Originally the shrine stood nearby the Kumano River. Its location has changed now, but is still not far from the river. Kumano Hayatama Taisha is also known as Kumano-gongen (熊野権現).
The shrine plays an important role in a Shinto legend. According to the myth three gods (kami) came down to earth on a rock which was not far from Kumano Hayatama Taisha. That rock known as Gotobiki-iwa (ゴトビキ岩) can be found on Mount Gongen at Kamikura Shrine. Since it was touched by gods it became a sacred object of worship.
Besides the rock, there’s also an ancient tree that’s worshiped and shows that the deification of nature has a long history in the region.

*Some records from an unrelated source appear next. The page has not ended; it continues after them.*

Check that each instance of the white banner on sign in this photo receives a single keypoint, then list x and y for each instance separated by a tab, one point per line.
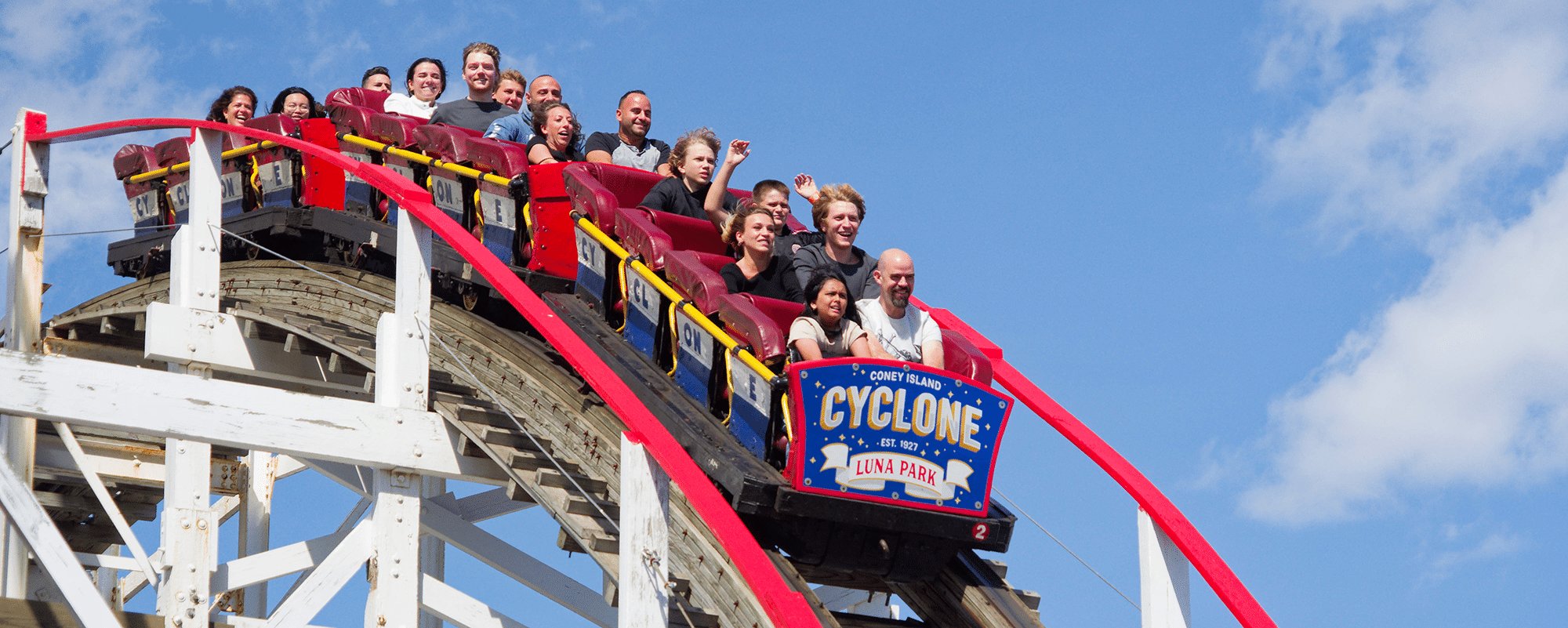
871	471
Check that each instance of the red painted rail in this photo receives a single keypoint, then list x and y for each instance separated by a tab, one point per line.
783	604
1161	509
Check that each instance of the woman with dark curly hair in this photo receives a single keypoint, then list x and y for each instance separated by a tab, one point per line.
557	134
827	327
234	106
427	81
297	103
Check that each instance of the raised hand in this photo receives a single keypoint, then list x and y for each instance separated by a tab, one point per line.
805	186
739	150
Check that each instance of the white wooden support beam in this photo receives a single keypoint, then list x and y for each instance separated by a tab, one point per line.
402	382
432	551
294	557
394	562
404	335
645	539
111	507
517	564
236	415
57	559
24	311
460	609
109	561
482	506
1164	584
343	531
256	515
318	589
191	531
191	535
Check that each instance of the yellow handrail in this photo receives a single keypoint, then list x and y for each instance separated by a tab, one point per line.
675	297
427	161
187	165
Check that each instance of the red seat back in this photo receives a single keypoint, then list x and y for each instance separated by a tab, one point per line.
394	129
275	123
644	238
962	357
598	191
134	159
357	98
697	275
760	322
445	142
686	233
501	158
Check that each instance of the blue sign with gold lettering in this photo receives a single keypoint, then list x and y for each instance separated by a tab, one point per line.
895	432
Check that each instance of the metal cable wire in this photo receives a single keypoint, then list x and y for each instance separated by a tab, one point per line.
456	358
1065	546
106	231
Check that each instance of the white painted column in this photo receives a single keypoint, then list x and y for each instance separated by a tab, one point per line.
432	550
24	303
191	528
256	515
402	380
1164	586
645	539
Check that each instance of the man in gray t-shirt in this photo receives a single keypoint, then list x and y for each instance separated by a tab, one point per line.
898	329
479	109
630	145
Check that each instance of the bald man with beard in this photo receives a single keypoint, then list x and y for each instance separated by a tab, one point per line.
901	330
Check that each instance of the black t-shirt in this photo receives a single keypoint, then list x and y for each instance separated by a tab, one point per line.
786	245
648	158
775	281
672	197
572	154
470	115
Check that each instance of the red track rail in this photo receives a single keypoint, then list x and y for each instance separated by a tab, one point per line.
1161	509
783	604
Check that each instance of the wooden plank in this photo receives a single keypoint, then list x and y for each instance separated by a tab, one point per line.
111	396
51	614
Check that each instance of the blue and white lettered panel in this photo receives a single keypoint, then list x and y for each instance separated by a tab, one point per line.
895	432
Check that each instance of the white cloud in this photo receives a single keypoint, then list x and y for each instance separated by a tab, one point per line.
1457	550
84	62
1457	383
1429	115
1448	98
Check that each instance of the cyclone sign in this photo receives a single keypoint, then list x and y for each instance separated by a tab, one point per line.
895	432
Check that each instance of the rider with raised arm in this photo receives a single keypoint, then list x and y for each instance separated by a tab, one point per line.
838	214
692	167
758	270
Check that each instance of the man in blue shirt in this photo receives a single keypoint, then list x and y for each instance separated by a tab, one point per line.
630	145
520	126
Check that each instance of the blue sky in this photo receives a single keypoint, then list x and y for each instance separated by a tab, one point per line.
1301	261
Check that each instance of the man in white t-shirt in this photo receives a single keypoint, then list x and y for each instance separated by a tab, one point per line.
901	330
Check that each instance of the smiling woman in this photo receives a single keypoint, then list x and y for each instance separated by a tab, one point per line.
557	136
234	106
427	81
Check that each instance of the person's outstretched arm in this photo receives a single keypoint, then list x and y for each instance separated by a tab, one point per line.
714	203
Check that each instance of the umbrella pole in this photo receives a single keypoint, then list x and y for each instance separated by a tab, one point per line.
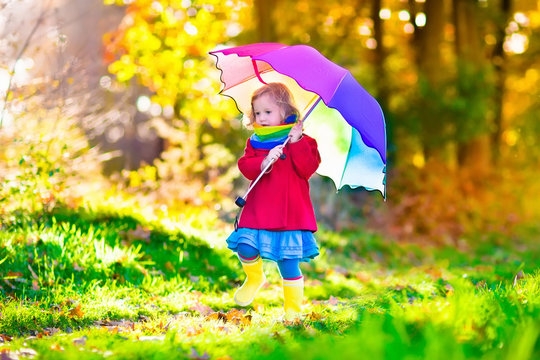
241	201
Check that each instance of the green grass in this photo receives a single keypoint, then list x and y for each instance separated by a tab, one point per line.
93	284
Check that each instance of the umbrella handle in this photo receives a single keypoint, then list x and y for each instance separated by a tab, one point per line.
241	201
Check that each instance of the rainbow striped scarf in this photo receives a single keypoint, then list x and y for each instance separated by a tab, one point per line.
268	137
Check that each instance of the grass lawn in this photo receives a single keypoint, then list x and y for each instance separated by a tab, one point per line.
89	285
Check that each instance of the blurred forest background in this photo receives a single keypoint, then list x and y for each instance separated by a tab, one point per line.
117	101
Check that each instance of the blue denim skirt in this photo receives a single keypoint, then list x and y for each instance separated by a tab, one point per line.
276	245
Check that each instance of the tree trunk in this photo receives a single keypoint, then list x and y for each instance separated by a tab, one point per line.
498	59
428	58
265	20
473	154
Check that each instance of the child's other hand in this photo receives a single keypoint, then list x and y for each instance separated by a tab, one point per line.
272	156
296	132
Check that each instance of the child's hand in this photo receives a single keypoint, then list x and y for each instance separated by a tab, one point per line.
272	156
296	132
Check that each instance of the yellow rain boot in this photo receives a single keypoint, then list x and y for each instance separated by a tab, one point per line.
293	295
254	280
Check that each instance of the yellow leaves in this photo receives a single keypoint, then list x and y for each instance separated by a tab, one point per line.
233	316
56	347
76	312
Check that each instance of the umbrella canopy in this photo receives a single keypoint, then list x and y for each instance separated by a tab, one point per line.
348	123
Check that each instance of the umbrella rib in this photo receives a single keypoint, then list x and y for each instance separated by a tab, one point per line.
257	71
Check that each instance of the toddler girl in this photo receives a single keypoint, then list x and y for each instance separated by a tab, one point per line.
277	221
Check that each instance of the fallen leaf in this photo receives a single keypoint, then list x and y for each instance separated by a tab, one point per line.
314	316
34	275
6	354
80	341
201	308
195	355
76	312
5	338
151	338
519	276
56	347
333	301
192	331
28	352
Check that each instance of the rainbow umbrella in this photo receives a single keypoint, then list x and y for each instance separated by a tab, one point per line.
348	123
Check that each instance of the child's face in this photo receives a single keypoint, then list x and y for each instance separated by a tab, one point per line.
267	111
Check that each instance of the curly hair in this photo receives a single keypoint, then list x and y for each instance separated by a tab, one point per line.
280	94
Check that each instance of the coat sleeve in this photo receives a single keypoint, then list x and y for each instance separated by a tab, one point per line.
250	163
305	156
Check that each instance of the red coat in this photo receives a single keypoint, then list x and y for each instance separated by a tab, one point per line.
280	200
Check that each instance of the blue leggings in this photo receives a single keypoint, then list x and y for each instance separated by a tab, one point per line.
288	268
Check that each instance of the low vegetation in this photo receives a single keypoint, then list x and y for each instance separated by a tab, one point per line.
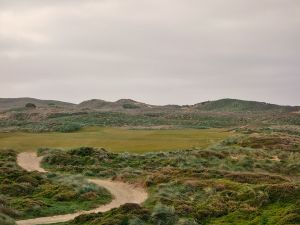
227	183
115	139
32	194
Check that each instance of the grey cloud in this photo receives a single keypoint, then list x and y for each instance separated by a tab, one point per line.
160	51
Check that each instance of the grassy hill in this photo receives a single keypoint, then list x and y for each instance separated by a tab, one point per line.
235	105
222	105
14	103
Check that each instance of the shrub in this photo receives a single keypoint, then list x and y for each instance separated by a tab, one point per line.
30	106
163	215
6	220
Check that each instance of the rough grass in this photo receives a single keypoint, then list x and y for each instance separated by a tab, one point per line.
115	139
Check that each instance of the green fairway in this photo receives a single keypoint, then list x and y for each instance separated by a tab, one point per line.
114	139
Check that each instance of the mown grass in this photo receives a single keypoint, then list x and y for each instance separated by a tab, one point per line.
115	139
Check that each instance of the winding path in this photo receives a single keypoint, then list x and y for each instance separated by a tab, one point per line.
122	193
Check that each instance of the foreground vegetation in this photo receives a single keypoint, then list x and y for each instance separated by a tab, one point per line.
115	139
32	194
249	179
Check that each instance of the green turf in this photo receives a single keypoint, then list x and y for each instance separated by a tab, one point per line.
115	139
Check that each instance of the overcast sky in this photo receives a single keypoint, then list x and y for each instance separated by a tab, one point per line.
155	51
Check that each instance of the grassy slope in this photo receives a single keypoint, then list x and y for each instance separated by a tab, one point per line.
116	139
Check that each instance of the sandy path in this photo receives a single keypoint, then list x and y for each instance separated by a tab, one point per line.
122	192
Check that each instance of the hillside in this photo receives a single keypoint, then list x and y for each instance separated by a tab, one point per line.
235	105
12	103
222	105
121	104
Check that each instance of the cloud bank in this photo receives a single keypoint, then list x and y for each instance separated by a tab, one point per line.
158	51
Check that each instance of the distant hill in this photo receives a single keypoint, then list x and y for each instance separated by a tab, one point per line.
121	104
12	103
128	105
235	105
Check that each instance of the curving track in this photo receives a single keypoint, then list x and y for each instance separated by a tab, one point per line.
122	193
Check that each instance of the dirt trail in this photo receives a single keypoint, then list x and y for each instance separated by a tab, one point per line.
122	193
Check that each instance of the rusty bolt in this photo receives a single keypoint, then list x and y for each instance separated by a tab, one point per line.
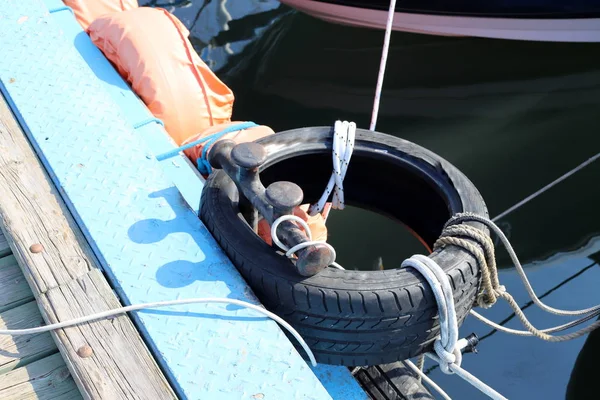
85	351
36	248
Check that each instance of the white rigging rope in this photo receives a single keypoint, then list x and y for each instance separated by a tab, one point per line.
344	133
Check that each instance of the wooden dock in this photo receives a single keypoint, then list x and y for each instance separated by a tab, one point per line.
30	366
48	274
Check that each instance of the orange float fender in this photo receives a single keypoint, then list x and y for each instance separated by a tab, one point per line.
150	49
87	11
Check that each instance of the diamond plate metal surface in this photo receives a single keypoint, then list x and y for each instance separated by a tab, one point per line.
150	242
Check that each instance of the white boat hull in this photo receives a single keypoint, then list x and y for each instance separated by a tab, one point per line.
547	30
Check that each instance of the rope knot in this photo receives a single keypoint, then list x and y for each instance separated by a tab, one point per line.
446	357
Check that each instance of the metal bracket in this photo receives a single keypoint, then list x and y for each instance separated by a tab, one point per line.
241	163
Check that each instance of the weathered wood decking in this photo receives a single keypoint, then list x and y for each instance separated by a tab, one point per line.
55	280
30	366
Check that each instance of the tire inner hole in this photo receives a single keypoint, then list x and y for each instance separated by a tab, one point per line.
393	210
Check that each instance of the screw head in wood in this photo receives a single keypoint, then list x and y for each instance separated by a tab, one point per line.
36	248
85	351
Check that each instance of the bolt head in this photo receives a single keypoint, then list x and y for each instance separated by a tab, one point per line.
249	155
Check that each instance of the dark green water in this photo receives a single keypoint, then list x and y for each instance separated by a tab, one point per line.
511	115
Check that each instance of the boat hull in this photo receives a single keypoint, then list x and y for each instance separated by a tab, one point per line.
533	29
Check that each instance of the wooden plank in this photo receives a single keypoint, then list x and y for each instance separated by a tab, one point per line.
32	212
21	350
4	247
14	289
46	379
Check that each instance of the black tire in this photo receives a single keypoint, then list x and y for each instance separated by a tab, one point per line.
354	317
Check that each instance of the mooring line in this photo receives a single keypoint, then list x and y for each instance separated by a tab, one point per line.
546	188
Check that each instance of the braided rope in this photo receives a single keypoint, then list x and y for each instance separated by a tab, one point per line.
464	236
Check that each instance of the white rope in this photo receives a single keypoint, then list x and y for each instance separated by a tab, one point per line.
427	380
519	332
447	351
547	187
382	63
121	310
343	146
290	252
513	256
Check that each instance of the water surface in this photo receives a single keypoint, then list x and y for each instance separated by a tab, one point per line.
511	115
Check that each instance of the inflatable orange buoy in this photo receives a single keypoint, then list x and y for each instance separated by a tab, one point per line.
88	10
150	49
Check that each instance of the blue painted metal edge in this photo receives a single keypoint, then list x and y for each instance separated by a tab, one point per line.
158	228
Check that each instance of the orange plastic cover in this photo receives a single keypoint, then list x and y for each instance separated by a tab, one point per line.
150	49
88	10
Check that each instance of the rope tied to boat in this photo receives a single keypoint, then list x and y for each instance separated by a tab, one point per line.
457	233
479	244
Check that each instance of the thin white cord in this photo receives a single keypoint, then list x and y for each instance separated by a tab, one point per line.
518	332
121	310
515	259
447	351
382	64
546	188
289	252
428	380
472	379
343	146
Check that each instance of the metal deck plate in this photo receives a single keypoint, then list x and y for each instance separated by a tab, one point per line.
149	241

It is said that the ~850 year old Nagi-no-Ki tree was planted by Taira no Shigemori in 1159 in order to celebrate the construction of Hayatama Taisha.
This hall is where people and pilgrims can pray.
The main building is not accessible to the public.
There weren’t many people when I visited, simply because it was still early in the morning (~ 8:30 a.m.).
Here’s a close-up of some of the wooden carvings you’ll find at the shrine.
Kumano Hayatama Taisha also offers their own shrine seal book (御朱印帳) for 1000 yen.
The shrine’s ema were really beautiful. I ended up buying the one you see above as a souvenir. The gold is actually shiny and glittering.
Here’s another ema of the shrine displaying the alternative name “Kumano Gongen” (熊野権現) on the shrine gate.
You’ll find some smaller shrines on the grounds of Hayatama Taisha.
There’s also a treasure house (you can see the entrance on the left photo, protected by a wooden statue). On display are various national treasures. It’s a small museum, but they offer quite a nice collection. If you have some extra time and are willing to spend 500 yen, then I highly recommend you check it out. It won’t take too long, maybe about 5-10 minutes.
The pilgrimage trails that lead to the shrine have been paved, but signs still remind you that you’re walking along the ancient route.
There are also pictures carved in stone on the main road to the shrine that tell the story of Hayatama Taisha and the city.
And that was the first of the three Kumano Grand Shrines. To be honest with you, Kumano Hayatama Taisha was my least favorite of the Kumano Sanzan, but I still highly recommend you visit all three if you can!
If you use public transportation like I did, it’s very unlikely that you’ll be able to visit all three in one day!